Charles P. Pearson

THE SOUTHERN OSCILLATION INDEX AS A PREDICTOR OF THE PROBABILITY OF LOW STREAMFLOWS IN NEW ZEALAND

The Southern Oscillation index (SOI) can yield information about subsequent streamflows on the South Island of New Zealand; however, the relationship between streamflow and SOI may be nonlinear and heteroscedastic. To deal with such difficulties, the conditional probability of streamflows being below a critical magnitude, given a prior observation of SOI, can be considered a random variable, with its probability density function (pdf) estimated by Bayesian analysis of existing observations of streamflow and SOI. The conditional pdf can yield a probabilistic forecast of critically low streamflows given a precursor value of SOI. In the Clutha River basin of New Zealand, average austral summer inflow to the headwater lakes has an unconditional probability of nonexceedance of 360 m3/s of approximately 17%. However, during a moderate La Nina, average austral spring SOI = 12, the conditional probability of nonexceedance has an expected value of 55%. For an El Nino with a spring SOI of −12, the expected probability of nonexceedance is 18%; for a neutral SOI of 0, the expected probability is 10%. Thus, the probability of nonexceedance of seasonal streamflow can be seen to vary by a factor of more than 5 as a function of the SOI.

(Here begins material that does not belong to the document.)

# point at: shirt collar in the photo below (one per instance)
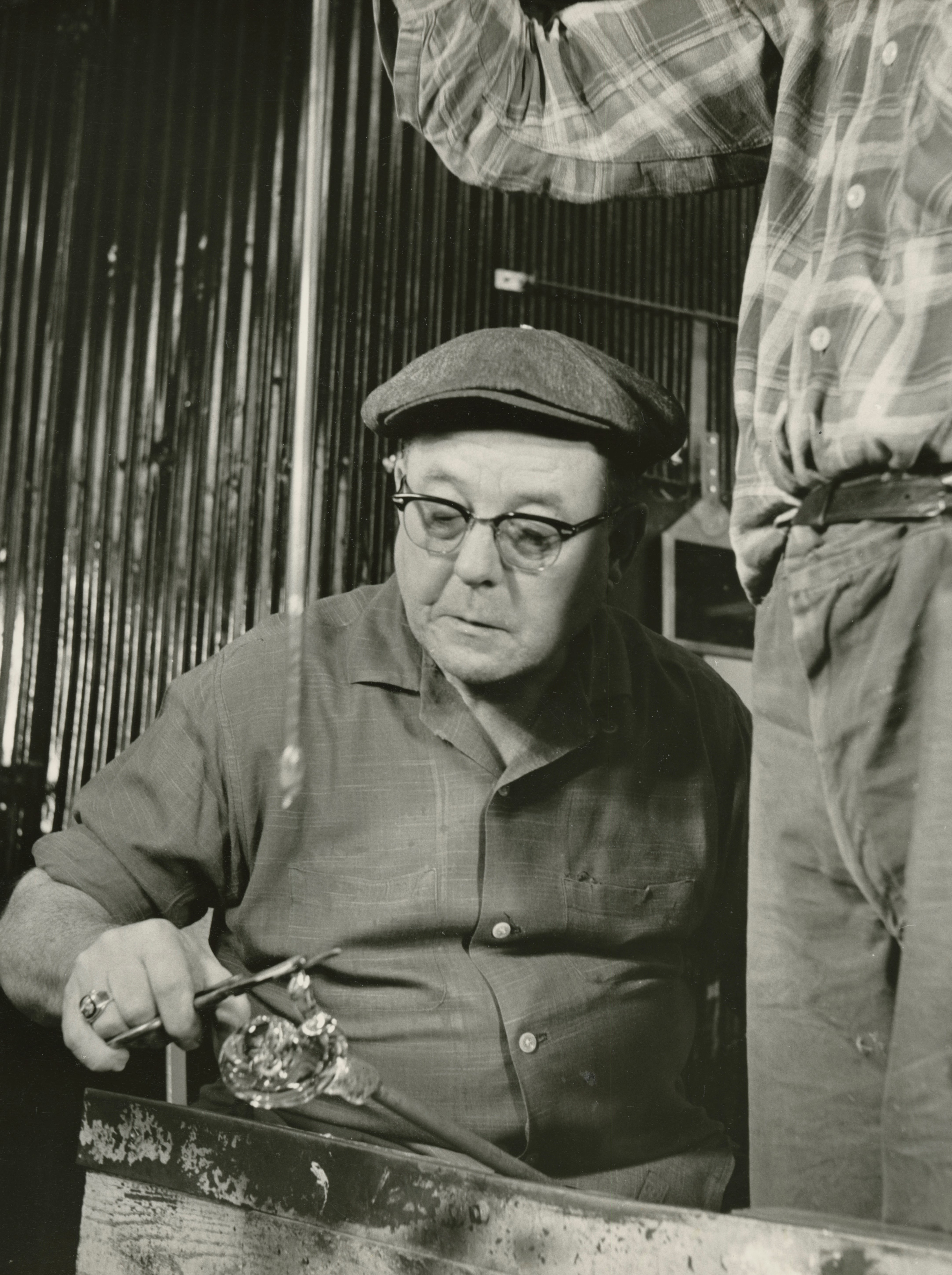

Prediction of summer inflows to lakes in the Southern Alps, New Zealand, using the spring Southern Oscillation Index

The relationship between the austral spring Southern Oscillation Index (SOI) and the austral summer runoff is investigated for a broad, contiguous region (20 000 km2) of the Southern Alps, New Zealand, representing 70% of the length of the Alps. Using a Bayesian method developed in an earlier study (Moss et al., 1994, Water Resour. Res., 30(10): 2717–2723), probabilities of summer inflows to alpine lakes when the spring Sol is positive (La Nina conditions) are shown to be significantly larger than in springs when SOI is neutral or negative (El Nino conditions). This has major economic significance because the lakes feed hydroelectric power plants that produce typically 43% of the electrical energy used in New Zealand. The lake inflows peak in spring and summer, and use of the available controlled storage must be scheduled carefully to meet power demands that peak in winter. We hypothesise that this occurs because in springs with La Nina conditions, there is a relative absence of snow accumulation, and hence less summer snowmelt.